Il rinnovo del contratto scuola? Dipende dalle risorse in legge di bilancio. “Nell’ultimo incontro con i sindacati, l’Aran – spiega il nostro direttore Alessandro Giuliani – ha presentato le somme che riguardano la possibile sottoscrizione del contratto 2019-2022: si parla di 122 euro lordi di aumento per i docenti e 88 euro per gli Ata. Ma sono cifre legate alla vecchia legge di bilancio”. Perché i sindacati non firmano? Perché vorrebbero strappare di più per i loro associati, così si attardano alla firma in attesa di trattare sulle risorse nella nuova legge di bilancio. Questa, perlomeno, era la strategia fino ad oggi, nel contesto di un Governo in carica. Ma la caduta di Draghi cambia le carte in tavola e toglie la terra sotto i piedi delle sigle sindacali.

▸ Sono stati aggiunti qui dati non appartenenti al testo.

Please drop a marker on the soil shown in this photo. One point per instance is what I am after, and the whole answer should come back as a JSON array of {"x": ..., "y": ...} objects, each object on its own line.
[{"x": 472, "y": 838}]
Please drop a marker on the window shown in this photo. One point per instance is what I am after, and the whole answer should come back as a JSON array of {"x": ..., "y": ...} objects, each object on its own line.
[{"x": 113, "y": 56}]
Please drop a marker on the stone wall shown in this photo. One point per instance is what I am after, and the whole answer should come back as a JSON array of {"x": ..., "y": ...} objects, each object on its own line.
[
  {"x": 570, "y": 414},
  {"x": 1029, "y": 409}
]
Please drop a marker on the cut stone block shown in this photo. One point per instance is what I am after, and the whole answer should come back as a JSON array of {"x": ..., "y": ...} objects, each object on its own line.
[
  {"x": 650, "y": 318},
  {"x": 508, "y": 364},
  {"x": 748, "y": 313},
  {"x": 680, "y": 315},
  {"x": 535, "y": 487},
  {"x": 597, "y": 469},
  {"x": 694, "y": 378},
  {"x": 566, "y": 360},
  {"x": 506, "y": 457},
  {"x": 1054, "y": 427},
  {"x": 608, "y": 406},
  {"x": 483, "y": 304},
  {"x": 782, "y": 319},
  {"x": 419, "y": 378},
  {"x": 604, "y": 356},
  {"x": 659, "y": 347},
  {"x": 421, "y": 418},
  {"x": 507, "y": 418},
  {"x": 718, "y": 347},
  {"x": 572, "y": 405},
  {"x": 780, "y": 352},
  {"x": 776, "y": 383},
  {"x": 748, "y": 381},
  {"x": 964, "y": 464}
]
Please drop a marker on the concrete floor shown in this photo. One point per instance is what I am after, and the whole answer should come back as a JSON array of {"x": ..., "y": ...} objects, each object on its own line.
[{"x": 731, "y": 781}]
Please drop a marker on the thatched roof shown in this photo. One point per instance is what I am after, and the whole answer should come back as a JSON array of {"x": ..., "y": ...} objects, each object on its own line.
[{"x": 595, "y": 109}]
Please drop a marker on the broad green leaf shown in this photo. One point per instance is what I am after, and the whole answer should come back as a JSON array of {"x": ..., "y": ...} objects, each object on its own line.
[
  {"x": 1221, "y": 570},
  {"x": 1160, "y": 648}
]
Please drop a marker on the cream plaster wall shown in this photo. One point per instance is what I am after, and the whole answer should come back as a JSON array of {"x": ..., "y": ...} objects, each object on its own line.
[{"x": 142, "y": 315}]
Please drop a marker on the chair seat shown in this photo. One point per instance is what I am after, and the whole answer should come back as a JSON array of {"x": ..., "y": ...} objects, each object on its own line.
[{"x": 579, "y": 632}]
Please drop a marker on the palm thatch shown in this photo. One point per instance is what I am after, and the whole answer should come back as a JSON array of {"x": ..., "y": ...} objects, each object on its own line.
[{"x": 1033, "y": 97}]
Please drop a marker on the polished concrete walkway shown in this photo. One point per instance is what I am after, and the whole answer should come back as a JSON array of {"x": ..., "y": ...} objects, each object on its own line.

Qual è il problema adesso? “Non sappiamo nulla della prossima legge di bilancio. Il problema è sostanziale: questo è il periodo nel quale i sindacati e in generale gli stakeholder interloquiscono col Governo per ciò che dovrà andare in legge di bilancio. Il punto è che il Governo che scriverà la legge di bilancio è diverso da quello di oggi. E dunque come si può trattare oggi sul nuovo contratto? Manca l’interlocutore”. Queste le preoccupazioni di Marco Campione, esperto di politiche scolastiche, nella diretta di Tecnica risponde LIVE del 21 luglio.
“Non a caso i sindacati hanno fatto di tutto per far sì che questo Governo non cadesse adesso, significa non avere interlocutore – continua Campione -. Io non voglio essere troppo pessimista, esiste una continuità amministrativa, però questo significa che riesci a portare a casa degli impegni dalla parte amministrativa, non puoi certo strappare impegni politici e portare tanti soldi in più sui contratti comporta strappare impegni politici”.
Cosa accadrà prossimamente, quindi? I sindacati potrebbero accettare le cifre di oggi, i 122 euro lordi di aumento per i docenti e gli 88 euro per gli Ata, chiudendo così la trattativa sul contratto 2019-2022; oppure potrebbero scegliere di navigare a vista, attendere il nuovo Governo (a ottobre) e riaprire una nuova partita, da zero, con il prossimo ministro dell’Istruzione e il prossimo presidente del Consiglio.